Has the invoice been received?
This is the number one purpose of the call. By confirming that the invoice has been received, you remove the chance for the customer to argue they didn’t receive it in the first place. This excuse can of course be genuine, particularly if you rely on the postal service and, if you send it electronically, given the rigorousness of spam filters these days. Also ensure that it’s been sent to the right person, as different companies will have different people processing invoices for payment. Account opening forms are a great way of capturing this information at the outset. This blog explains a few other ways you can overcome common late payment excuses…
Are the customer details correct?
The main thing here is to check that the customer’s company name, address and purchase order number (if applicable) are as they should be. Some businesses’ trading names, for instance, will be different to the name of the limited entity. Again, account opening forms will ensure you have the right information to hand.
Confirm the amount owed
Disputes are another key weapon in the armoury of your customers, and can really disrupt your cash flow if a dispute is made days or even weeks into the credit period. By confirming the products or services provided and their price over the phone, it gives the customer an immediate opportunity to query any elements of the invoice in case there are inconsistencies with the original quote. If their dispute is genuine and easily rectifiable, address it immediately and send across a revised invoice (before calling again to check it’s now correct). If not, and they’re only disputing part of it, request that your customer pays the undisputed part according to the credit terms and explain politely that you will address the dispute as soon as possible.

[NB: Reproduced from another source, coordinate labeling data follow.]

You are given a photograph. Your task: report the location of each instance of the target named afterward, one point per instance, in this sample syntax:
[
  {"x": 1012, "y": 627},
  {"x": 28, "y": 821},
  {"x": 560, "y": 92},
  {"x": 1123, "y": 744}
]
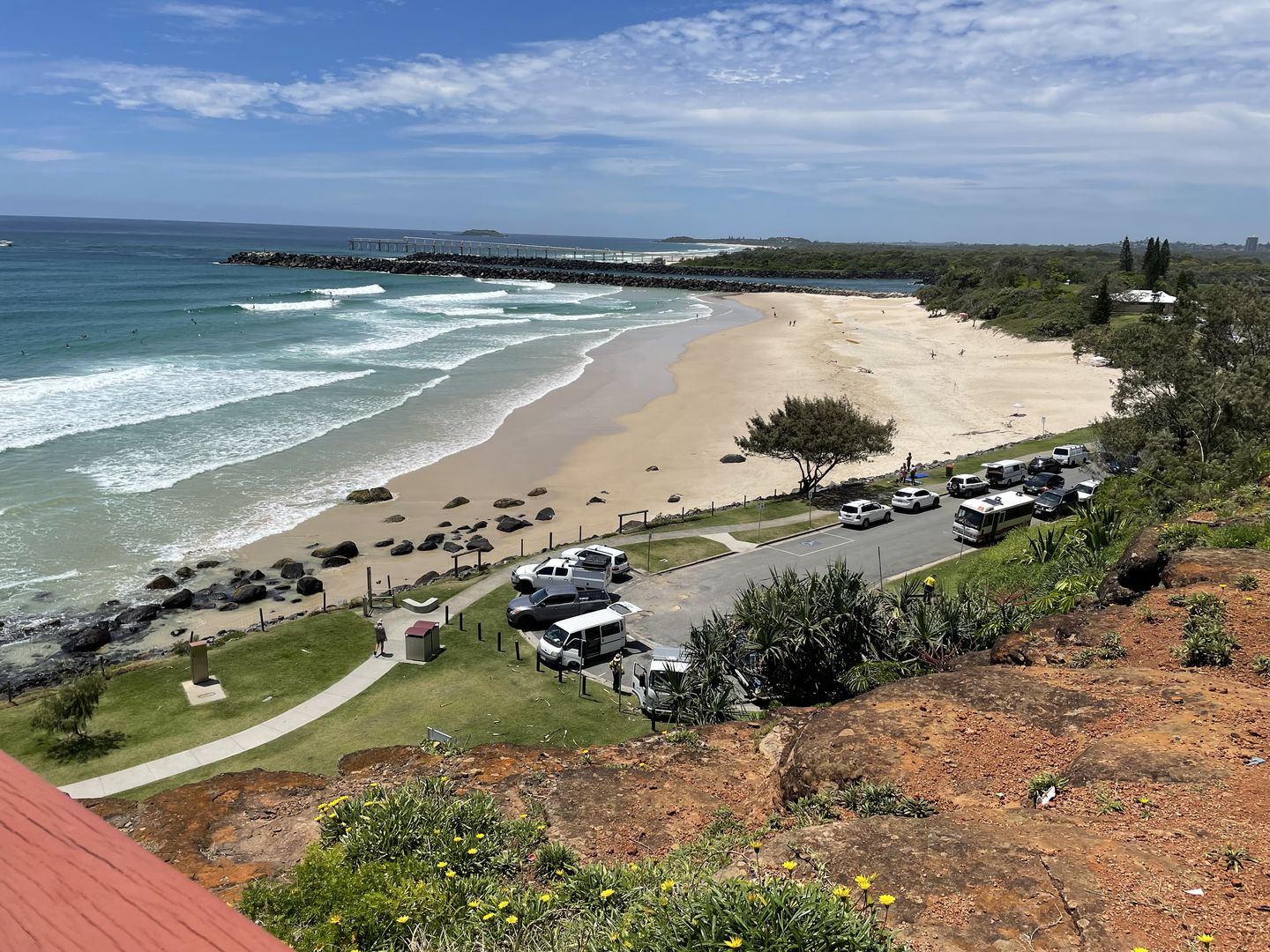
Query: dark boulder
[
  {"x": 89, "y": 639},
  {"x": 344, "y": 550},
  {"x": 378, "y": 494},
  {"x": 181, "y": 598},
  {"x": 308, "y": 585},
  {"x": 245, "y": 594},
  {"x": 138, "y": 614}
]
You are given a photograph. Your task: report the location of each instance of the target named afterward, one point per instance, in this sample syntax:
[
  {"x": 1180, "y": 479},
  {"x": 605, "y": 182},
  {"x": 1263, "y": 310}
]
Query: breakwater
[{"x": 481, "y": 267}]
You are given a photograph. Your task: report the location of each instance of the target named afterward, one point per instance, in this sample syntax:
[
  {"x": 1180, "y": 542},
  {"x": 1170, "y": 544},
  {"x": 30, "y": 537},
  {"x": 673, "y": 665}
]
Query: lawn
[
  {"x": 471, "y": 692},
  {"x": 773, "y": 532},
  {"x": 263, "y": 675}
]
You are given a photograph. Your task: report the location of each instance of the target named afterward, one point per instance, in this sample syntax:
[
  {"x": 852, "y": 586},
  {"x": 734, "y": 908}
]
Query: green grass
[
  {"x": 1027, "y": 450},
  {"x": 791, "y": 528},
  {"x": 471, "y": 692},
  {"x": 286, "y": 664}
]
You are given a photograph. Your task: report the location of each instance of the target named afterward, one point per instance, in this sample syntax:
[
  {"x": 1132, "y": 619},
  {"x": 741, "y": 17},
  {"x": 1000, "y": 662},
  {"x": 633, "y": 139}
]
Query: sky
[{"x": 1039, "y": 121}]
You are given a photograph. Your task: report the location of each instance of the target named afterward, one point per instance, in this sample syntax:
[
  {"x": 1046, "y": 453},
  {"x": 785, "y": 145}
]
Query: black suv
[
  {"x": 1042, "y": 464},
  {"x": 1042, "y": 481}
]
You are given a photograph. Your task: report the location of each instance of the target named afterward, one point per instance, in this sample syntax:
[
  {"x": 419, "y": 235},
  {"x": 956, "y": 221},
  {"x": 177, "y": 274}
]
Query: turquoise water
[{"x": 158, "y": 406}]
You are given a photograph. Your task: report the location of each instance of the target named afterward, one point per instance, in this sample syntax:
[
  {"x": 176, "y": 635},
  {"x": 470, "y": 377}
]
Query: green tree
[
  {"x": 69, "y": 710},
  {"x": 1102, "y": 311},
  {"x": 818, "y": 435}
]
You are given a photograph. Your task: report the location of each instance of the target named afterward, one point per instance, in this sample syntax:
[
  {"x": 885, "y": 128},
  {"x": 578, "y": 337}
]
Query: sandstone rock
[
  {"x": 380, "y": 494},
  {"x": 344, "y": 550},
  {"x": 308, "y": 585},
  {"x": 182, "y": 598}
]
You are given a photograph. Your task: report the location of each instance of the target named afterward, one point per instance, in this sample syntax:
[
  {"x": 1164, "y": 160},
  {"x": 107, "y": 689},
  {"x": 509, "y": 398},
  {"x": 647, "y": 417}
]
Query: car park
[
  {"x": 1071, "y": 455},
  {"x": 914, "y": 499},
  {"x": 600, "y": 557},
  {"x": 863, "y": 513},
  {"x": 1054, "y": 502},
  {"x": 967, "y": 487},
  {"x": 553, "y": 603},
  {"x": 1085, "y": 490},
  {"x": 1042, "y": 464},
  {"x": 1042, "y": 481}
]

Confirm the due date and acceptable payment methods
Ideally your invoice will state both the credit terms and payment due date prominently, to avoid any confusion. Similarly, a well-designed invoice will list all of your accepted payment methods. The courtesy call gives you the chance to reaffirm both of these points. This sample invoice should help you with your design…
Give them your contact details
Unfortunately the courtesy call isn’t infallible, and it could be that your customer notices an inaccuracy or has a query a bit later on. To help them raise any issues immediately, make sure they have your contact details (phone number and email address). These ought to be included on the invoice, too.
Set expectations for another call
Finally, thank them for their time and mention that you will give them another call a bit closer to the deadline, just to double-check that everything is still on track with the payment. This manages their expectations and demonstrates that timely payment is important to you and that you have an efficient credit control strategy in place.